La diversité végétale est une promesse d’avenir. Les experts s’accordent sur l’importance de la biodiversité dans la survie des espèces, dont la nôtre. Un cinquième de la flore mondiale est menacé. Les conservatoires botaniques ont parfois la lourde responsabilité de « sauver » des spécimens, témoins des évolutions génétiques. La déforestation massive accélère la disparition d’espèces comme c’est le cas sur l’Île Maurice, qui abrite plus de 11.000 plantes endémiques. En stockant à froid les semences rares, les scientifiques créent des banques de conservation qui constituent aussi des ressources précieuses pour la préservation et la création de nouvelles variétés.
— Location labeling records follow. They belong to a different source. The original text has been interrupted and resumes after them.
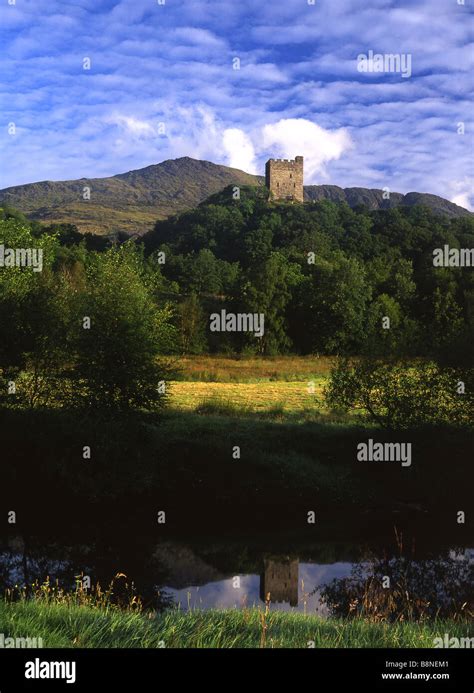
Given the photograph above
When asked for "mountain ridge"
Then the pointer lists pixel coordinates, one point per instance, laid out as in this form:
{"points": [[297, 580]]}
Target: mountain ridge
{"points": [[131, 202]]}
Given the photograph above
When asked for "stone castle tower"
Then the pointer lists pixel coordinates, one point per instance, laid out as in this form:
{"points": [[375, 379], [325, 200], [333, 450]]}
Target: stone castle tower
{"points": [[284, 179]]}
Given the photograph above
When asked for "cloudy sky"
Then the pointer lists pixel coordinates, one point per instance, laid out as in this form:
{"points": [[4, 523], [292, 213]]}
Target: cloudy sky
{"points": [[238, 81]]}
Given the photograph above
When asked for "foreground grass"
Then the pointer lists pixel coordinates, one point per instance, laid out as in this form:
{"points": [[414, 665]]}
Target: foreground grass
{"points": [[70, 625]]}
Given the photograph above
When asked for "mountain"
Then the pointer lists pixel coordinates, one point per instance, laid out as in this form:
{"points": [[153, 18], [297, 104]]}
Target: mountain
{"points": [[133, 201]]}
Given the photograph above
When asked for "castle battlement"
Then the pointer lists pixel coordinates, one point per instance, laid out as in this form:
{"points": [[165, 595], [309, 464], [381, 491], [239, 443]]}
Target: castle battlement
{"points": [[284, 179]]}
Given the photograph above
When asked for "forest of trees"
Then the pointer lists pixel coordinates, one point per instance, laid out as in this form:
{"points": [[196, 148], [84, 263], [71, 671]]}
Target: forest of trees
{"points": [[104, 314]]}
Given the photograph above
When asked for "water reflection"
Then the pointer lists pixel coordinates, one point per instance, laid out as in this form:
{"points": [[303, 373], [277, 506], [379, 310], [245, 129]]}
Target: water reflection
{"points": [[321, 579]]}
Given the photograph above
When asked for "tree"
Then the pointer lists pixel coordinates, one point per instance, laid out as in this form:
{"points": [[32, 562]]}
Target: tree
{"points": [[119, 335]]}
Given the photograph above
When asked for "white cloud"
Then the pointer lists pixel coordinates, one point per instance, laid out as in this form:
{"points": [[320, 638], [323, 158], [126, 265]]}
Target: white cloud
{"points": [[240, 150], [291, 137], [132, 126]]}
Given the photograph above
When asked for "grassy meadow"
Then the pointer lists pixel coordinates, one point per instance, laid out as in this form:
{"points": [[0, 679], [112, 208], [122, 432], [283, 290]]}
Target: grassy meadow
{"points": [[71, 625]]}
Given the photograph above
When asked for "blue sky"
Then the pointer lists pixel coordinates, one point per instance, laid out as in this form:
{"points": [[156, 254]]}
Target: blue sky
{"points": [[162, 84]]}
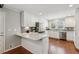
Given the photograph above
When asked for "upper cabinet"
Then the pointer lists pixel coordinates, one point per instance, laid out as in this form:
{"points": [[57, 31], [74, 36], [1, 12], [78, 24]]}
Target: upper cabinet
{"points": [[56, 23], [28, 19], [70, 21]]}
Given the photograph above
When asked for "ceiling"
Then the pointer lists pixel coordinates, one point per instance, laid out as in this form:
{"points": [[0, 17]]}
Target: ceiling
{"points": [[41, 8]]}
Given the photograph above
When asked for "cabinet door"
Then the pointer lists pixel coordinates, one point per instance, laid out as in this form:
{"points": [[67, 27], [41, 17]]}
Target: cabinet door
{"points": [[71, 36], [54, 34], [2, 17], [70, 21], [1, 44]]}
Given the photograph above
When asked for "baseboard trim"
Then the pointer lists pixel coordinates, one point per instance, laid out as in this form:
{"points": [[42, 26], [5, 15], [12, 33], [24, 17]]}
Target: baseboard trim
{"points": [[11, 49]]}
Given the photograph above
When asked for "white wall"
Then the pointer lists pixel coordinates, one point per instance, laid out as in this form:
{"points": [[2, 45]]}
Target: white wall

Cette préoccupation n’est toutefois pas suffisamment soutenue par les États et ignorée par les acteurs agroindustriels.

A l’Île Maurice, les conservateurs du jardin botanique ont relancé des lignées d’arbustes, ils ont ensemencé des bourgeons réfractaires au bouturage dans une solution ultra nutritive. Cette solution innovante est le fruit de travaux de recherche du centre de ressources technologique Vegenove qui accompagne les semenciers et les producteurs sur plus de 50 espèces :  céréales, oléagineux, fruits, légumes, plantes aromatiques.

En France, le Conservatoire botanique national de Bretagne (CBN) conduit un programme de réhabilitation d’espèces disparues. Leurs semences se conservent dans la nature, les cellules embryonnaires peuvent survivre plusieurs centaines d’années. A titre d’exemple, les chercheurs ont pu exploiter des graines de Silene Stenophylla, emprisonnées plusieurs milliers d’années dans des glaces. La difficulté réside dans la recherche des semences disparues. Les herbiers des botanistes constituent une ressource intéressante.

Le CBN a noué un partenariat avec l’Île Maurice pour sauver d’autres espèces en péril. L’île abrite par exemple son dernier palmier Hyophorbe Amaricauli. Du haut de ses 90 ans, il ne produit guère de graines. Le CBN a fait à nouveau appel à Vegenove pour sauver cet arbre.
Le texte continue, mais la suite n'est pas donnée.